А. и. деникин воин, писатель, человек

Бей своих, чтоб чужие смеялись

        О том, что командующий военным округом --- тиран и самодур, знали многие и в провинции, и в обеих  столицах. Офицеры открыто говорили, что их руководитель «наложил свои тяжелые руки --- одну на революционные элементы Поволжья, другую --- на законопослушное воинство».  Генерал Сандецкий не слишком преуспевал на службе, а тем более на полях сражений с внешним врагом, зато преуспел в подавлении внутренних беспорядков, называемых некоторыми первой революцией.

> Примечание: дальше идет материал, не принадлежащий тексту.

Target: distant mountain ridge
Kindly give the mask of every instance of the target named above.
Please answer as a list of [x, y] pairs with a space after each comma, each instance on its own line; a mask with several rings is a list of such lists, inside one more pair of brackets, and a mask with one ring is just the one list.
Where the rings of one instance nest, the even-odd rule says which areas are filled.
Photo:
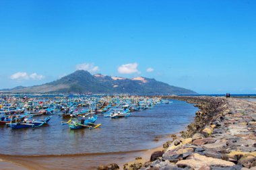
[[60, 79], [41, 85], [16, 87], [5, 89], [11, 93], [129, 93], [134, 95], [183, 95], [197, 94], [189, 89], [169, 85], [154, 79], [136, 77], [127, 79], [91, 75], [83, 70], [65, 76]]

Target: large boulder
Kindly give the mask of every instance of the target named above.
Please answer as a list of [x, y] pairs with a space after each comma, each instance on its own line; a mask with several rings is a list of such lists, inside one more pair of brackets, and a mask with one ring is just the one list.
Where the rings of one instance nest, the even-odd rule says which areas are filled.
[[205, 136], [202, 134], [200, 134], [200, 133], [195, 133], [194, 135], [193, 135], [192, 136], [192, 141], [193, 141], [194, 140], [196, 140], [196, 139], [199, 139], [199, 138], [204, 138]]
[[217, 167], [232, 167], [235, 165], [234, 163], [224, 161], [220, 159], [207, 157], [194, 153], [186, 160], [181, 160], [176, 165], [180, 167], [189, 167], [195, 170], [202, 167], [217, 166]]
[[204, 128], [204, 129], [203, 129], [201, 133], [205, 137], [210, 137], [212, 136], [213, 132], [214, 129], [212, 127], [207, 126]]
[[156, 161], [156, 159], [158, 159], [159, 157], [162, 157], [162, 155], [164, 154], [164, 151], [155, 151], [154, 152], [152, 155], [151, 155], [151, 157], [150, 157], [150, 161]]
[[192, 143], [193, 144], [197, 145], [197, 146], [201, 146], [203, 144], [207, 144], [207, 143], [214, 143], [214, 142], [215, 142], [215, 141], [216, 141], [216, 140], [215, 138], [206, 138], [196, 139], [196, 140], [193, 140]]
[[98, 170], [119, 170], [119, 166], [116, 163], [111, 163], [108, 165], [100, 165], [98, 167]]
[[245, 167], [251, 168], [256, 166], [256, 158], [251, 155], [245, 155], [238, 160], [238, 163]]

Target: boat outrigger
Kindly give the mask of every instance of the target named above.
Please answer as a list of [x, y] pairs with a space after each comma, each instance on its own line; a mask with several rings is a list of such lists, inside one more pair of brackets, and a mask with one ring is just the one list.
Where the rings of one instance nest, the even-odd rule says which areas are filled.
[[24, 119], [24, 122], [15, 121], [15, 123], [7, 123], [8, 126], [10, 126], [12, 129], [19, 129], [24, 128], [38, 128], [45, 124], [48, 124], [50, 121], [51, 117], [47, 117], [42, 120], [28, 121], [28, 119]]
[[128, 110], [123, 110], [123, 109], [117, 109], [112, 112], [110, 114], [104, 115], [104, 117], [110, 117], [113, 119], [127, 118], [131, 115], [131, 113], [128, 113]]
[[77, 116], [75, 116], [75, 118], [71, 117], [67, 122], [62, 122], [61, 123], [63, 125], [69, 124], [69, 128], [71, 130], [81, 129], [84, 128], [94, 129], [101, 125], [101, 124], [94, 124], [98, 118], [98, 116], [89, 117], [87, 120], [85, 120], [85, 117], [86, 116], [83, 116], [81, 120], [78, 120]]

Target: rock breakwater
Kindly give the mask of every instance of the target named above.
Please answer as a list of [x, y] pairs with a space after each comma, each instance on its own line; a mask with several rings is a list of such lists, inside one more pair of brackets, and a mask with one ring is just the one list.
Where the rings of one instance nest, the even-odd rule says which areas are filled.
[[125, 170], [256, 169], [256, 103], [216, 97], [168, 97], [194, 103], [199, 110], [187, 130], [152, 153], [144, 164]]

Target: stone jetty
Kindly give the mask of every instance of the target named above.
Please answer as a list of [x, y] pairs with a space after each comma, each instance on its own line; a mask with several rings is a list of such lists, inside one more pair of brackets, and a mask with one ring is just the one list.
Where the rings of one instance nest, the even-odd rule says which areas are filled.
[[173, 135], [150, 161], [125, 170], [256, 169], [256, 103], [218, 97], [169, 97], [199, 110], [186, 131]]

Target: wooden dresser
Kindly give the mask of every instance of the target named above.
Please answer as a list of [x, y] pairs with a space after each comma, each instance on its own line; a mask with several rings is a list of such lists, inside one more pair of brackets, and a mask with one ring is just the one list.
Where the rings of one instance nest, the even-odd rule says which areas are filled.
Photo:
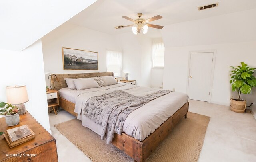
[[5, 118], [0, 118], [0, 132], [25, 124], [35, 133], [35, 138], [10, 148], [4, 136], [0, 136], [0, 162], [58, 162], [55, 139], [28, 111], [20, 116], [20, 123], [12, 127], [7, 126]]

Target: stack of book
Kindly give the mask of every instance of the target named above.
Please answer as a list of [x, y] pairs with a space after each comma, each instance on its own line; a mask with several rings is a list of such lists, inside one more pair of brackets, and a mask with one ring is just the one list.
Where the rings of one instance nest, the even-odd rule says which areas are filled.
[[35, 133], [26, 124], [8, 129], [6, 132], [4, 136], [10, 148], [35, 137]]

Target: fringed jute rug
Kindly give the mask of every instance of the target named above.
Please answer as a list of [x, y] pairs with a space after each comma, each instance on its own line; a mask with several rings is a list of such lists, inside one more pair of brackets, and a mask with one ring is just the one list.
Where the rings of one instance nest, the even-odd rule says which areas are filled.
[[[210, 117], [191, 112], [182, 119], [147, 162], [195, 162], [198, 160]], [[93, 162], [133, 162], [77, 119], [54, 125], [60, 133]]]

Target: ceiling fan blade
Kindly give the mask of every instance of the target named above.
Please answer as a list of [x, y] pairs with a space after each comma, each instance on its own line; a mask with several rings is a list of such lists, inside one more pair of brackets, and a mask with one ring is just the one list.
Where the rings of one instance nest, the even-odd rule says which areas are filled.
[[136, 23], [137, 22], [137, 21], [131, 19], [130, 18], [128, 17], [127, 16], [122, 16], [122, 17], [123, 18], [124, 18], [126, 19], [127, 19], [128, 20], [130, 20], [130, 21], [132, 21], [134, 23]]
[[140, 30], [141, 29], [141, 28], [138, 29], [138, 33], [140, 33]]
[[144, 20], [144, 22], [146, 23], [147, 23], [150, 22], [152, 21], [153, 21], [156, 20], [157, 20], [162, 19], [162, 18], [163, 18], [163, 17], [162, 17], [162, 16], [158, 15], [154, 17], [152, 17], [151, 18], [150, 18], [149, 19], [145, 20]]
[[162, 26], [157, 25], [156, 25], [150, 24], [149, 23], [147, 24], [147, 25], [149, 27], [153, 27], [154, 28], [156, 28], [156, 29], [161, 29], [163, 27], [164, 27]]
[[124, 27], [129, 27], [129, 26], [133, 26], [133, 25], [130, 25], [124, 26], [123, 26], [123, 27], [118, 27], [118, 28], [116, 28], [116, 27], [114, 27], [116, 28], [116, 29], [119, 29], [123, 28]]

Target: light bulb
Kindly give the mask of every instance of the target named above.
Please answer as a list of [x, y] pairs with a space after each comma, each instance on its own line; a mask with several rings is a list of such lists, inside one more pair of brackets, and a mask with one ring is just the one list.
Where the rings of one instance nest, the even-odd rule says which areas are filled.
[[136, 35], [137, 35], [137, 27], [135, 26], [133, 26], [132, 27], [132, 33], [133, 33]]
[[143, 26], [142, 27], [143, 29], [143, 34], [146, 34], [148, 32], [148, 27], [147, 25], [145, 25]]

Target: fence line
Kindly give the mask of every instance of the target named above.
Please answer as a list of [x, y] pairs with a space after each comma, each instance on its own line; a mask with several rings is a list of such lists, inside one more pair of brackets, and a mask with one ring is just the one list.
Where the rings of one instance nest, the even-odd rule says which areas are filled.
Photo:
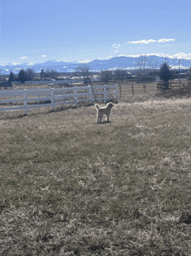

       Уподобляясь щедринскому антигерою, новый хозяин округа, «топнул в запальчивости ногой и громко крикнул: «Не потерплю!». Из Казани, Пензы, Уфы молва разносила по всему Поволжью примеры разносов, отрешений, смещений, взысканий, накладываемых командующим во время инспекций и смотров. На головы оглушенных чинов округа хлынул поток приказов, которые регламентировали все области службы и даже жизни подчиненных. Подобострастное начальство на местах ответило встречным бумажным потоком.  Так отличился начальник Саратовской военной бригады --- его приказ об итогах весенних смотров, побив все рекорды, перевалил за сто страниц. Журнал для военнослужащих «Разведчик» писал, что канцелярия Саратовского гарнизона (общей численностью 900 человек) принимала в год 7600 входящих бумаг, отправляла начальству 8600 отчетов, изводила 150 стоп бумаги и 4 ведра чернил!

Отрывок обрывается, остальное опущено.